Résumé de la décision
La Cour administrative d'appel de Marseille, par ordonnance du 17 mai 2016, a rejeté la requête de M. B..., qui demandait l'annulation d'un jugement du tribunal administratif de Nice, ainsi que d’un arrêté préfectoral lui refusant un titre de séjour et ordonnant son départ du territoire français. M. B..., de nationalité tunisienne, a soutenu que le refus de son admission au séjour méconnaissait plusieurs dispositions légales et conventions internationales, mais la Cour a considéré que les éléments de preuve fournis n’étaient pas suffisants pour établir ses droits.
Arguments pertinents
1. Absence de preuve de résidence : La Cour a noté que M. B... n'avait pas justifié de sa présence en France au cours de l'année 2005, et que les pièces présentées pour les années 2004, 2006, 2007 et 2008 étaient insuffisantes pour prouver une résidence habituelle en France.
> "M. B..., s'il allègue résider en France depuis plus de dix ans n'a produit toutefois aucune pièce justifiant de sa présence au cours de l'année 2005."
2. Absence de liens sociaux ou familiaux : La Cour a également relevé l'absence de toute attache familiale ou sociale de M. B... en France, ce qui aurait pu justifier une demande de droit de séjour.
> "M. B..., célibataire et sans enfant, ne produit aucun élément de nature à établir l'existence de liens qu'il aurait pu nouer sur le territoire national."

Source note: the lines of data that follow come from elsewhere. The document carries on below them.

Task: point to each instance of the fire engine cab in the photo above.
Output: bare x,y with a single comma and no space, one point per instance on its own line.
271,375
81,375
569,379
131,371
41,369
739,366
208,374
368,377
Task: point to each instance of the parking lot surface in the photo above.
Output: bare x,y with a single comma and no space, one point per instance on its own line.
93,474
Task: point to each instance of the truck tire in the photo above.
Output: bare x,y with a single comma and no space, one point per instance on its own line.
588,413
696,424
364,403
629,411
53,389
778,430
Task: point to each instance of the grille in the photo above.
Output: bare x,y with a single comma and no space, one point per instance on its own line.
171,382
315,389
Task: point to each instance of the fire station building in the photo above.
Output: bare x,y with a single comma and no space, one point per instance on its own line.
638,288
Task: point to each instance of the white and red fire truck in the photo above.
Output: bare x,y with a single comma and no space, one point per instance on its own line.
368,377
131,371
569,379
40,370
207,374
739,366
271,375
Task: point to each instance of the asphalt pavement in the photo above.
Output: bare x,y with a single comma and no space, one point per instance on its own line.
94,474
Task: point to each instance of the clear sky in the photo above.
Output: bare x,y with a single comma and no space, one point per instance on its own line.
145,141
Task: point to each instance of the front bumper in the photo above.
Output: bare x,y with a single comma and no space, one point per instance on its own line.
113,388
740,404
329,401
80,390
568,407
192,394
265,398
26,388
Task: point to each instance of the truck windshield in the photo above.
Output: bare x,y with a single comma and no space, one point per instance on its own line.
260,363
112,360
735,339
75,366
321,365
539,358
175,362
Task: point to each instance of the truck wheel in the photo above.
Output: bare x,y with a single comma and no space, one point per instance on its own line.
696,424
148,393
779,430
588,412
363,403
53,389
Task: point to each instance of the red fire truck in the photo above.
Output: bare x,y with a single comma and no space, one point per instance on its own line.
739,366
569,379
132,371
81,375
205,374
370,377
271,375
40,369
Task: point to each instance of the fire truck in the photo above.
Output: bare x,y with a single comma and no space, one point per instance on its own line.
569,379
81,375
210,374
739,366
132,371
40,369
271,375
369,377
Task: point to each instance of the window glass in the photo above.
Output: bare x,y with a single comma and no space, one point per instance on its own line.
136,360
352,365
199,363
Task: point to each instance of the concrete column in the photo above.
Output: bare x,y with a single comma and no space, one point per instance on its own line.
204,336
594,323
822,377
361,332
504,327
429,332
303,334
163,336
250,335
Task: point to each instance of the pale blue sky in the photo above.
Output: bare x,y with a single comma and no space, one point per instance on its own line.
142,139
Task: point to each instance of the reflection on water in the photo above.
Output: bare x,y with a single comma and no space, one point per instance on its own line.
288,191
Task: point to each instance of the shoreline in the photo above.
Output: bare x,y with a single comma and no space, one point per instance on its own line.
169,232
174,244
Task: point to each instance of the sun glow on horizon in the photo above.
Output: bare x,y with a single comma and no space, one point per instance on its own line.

3. Erreurs manifestes d’appréciation : La Cour a estimé que le préfet n'avait pas méconnu les dispositions légales en refusant la délivrance d'un titre de séjour, notamment en ce qui concerne les considérations humanitaires visées à l'article L. 313-14 du Code de l'entrée et du séjour des étrangers et du droit d'asile.
> "M. B..., s'il a exercé une activité professionnelle durant plusieurs années en France, ne justifie pas, de ce seul fait, de considérations humanitaires ou de motifs exceptionnels."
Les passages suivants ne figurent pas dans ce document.